In the latest update posted on the Department's website, as of July 31 there were 791 men in detention on Manus.

Ian Rintoul of the Refugee Action Coalition said that while facilities on Nauru were "marginally better" than those on Manus, that moving refugees there from PNG was not a suitable alternative.

"It's a last desperate measure because they've got the same problem on Nauru as Manus, in that Nauru won't allow these people to stay forever. Hundreds of people will be left behind. This is just moving deckchairs on the Titanic," he told HuffPost Australia.

The sign announcing the Nauru option states that refugees transferring there "will have access to the same services and resettlement arrangements as other refugees on Nauru", which would ostensibly mean access to only a 20-year visa rather than a permanent visa.

Rintoul said he was concerned that medical and accommodation facilities on Nauru would not be able to absorb the extra strain of more refugees from Manus.
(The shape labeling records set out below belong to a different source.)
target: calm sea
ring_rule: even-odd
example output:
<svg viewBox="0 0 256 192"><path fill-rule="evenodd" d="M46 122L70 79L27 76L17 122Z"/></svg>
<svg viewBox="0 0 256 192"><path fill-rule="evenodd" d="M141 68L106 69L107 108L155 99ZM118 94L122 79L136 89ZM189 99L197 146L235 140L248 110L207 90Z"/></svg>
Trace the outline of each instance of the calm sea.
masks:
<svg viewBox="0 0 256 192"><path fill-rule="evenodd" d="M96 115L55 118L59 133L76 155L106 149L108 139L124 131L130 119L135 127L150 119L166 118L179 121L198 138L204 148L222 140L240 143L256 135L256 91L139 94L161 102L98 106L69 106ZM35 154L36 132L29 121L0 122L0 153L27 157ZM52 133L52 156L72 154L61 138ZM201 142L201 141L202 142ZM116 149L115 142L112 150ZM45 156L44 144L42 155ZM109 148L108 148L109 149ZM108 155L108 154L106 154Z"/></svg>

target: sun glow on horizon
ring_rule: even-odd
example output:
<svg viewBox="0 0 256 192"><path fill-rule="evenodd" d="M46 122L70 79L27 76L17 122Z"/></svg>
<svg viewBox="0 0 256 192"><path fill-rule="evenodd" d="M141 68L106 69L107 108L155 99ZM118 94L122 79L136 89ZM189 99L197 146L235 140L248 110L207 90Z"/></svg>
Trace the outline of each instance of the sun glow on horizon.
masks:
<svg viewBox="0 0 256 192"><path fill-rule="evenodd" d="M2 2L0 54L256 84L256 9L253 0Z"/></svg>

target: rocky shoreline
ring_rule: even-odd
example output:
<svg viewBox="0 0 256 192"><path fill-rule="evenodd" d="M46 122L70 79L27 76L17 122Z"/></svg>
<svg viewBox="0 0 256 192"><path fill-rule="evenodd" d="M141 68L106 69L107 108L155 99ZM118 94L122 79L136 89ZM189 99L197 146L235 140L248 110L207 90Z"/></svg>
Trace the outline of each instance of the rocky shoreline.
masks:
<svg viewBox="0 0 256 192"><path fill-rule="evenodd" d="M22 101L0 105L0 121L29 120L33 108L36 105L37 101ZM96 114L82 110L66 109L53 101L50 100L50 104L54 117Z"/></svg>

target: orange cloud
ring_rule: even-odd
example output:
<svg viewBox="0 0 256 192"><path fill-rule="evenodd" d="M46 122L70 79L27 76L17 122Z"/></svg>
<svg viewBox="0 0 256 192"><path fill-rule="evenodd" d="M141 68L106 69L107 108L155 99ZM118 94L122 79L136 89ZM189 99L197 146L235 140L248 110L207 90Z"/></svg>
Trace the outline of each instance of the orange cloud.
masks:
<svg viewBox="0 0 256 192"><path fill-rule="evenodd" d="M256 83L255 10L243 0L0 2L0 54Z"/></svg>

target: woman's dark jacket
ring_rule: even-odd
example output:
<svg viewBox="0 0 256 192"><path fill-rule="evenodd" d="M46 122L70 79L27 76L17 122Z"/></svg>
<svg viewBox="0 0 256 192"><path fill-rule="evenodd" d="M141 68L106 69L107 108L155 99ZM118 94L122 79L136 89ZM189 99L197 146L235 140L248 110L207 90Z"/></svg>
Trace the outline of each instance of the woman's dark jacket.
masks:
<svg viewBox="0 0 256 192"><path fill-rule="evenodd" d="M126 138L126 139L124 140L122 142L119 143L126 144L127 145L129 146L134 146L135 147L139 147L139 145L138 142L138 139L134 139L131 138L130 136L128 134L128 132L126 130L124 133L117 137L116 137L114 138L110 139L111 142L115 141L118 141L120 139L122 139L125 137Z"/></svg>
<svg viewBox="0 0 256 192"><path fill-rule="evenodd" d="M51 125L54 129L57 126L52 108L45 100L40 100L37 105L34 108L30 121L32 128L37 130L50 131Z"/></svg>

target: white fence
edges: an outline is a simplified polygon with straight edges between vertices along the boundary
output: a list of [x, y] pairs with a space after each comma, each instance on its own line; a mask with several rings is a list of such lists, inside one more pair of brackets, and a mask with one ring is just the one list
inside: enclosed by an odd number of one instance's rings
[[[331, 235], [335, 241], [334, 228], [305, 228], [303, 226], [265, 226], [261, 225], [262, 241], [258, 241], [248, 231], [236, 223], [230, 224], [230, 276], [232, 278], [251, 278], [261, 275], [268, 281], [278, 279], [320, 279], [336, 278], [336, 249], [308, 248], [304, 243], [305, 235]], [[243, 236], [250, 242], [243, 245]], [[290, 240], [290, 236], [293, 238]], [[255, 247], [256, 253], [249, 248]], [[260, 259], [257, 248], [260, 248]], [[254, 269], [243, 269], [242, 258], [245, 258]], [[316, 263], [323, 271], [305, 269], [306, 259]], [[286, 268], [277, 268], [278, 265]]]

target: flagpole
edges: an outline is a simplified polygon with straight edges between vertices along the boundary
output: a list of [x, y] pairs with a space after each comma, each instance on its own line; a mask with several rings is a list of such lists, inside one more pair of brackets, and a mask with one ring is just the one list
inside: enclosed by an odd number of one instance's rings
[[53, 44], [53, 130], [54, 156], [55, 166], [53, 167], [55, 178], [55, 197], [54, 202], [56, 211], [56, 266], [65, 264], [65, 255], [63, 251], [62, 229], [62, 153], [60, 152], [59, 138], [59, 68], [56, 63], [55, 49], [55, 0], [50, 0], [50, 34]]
He also criticised the plan to move remaining refugees to new facilities on Manus, which he also claimed were inadequate.

"The Government goes from disaster to disaster, it's a rolling crisis, there's no resettlement plan. They're trying to shift everyone out of the centre to other barrack accommodation on Manus but the Manus province itself says it wont allow refugees to settle," he said.

"They're taking people out of the frying pan and into the fire, to places with even worse resources. It will be a complete disaster."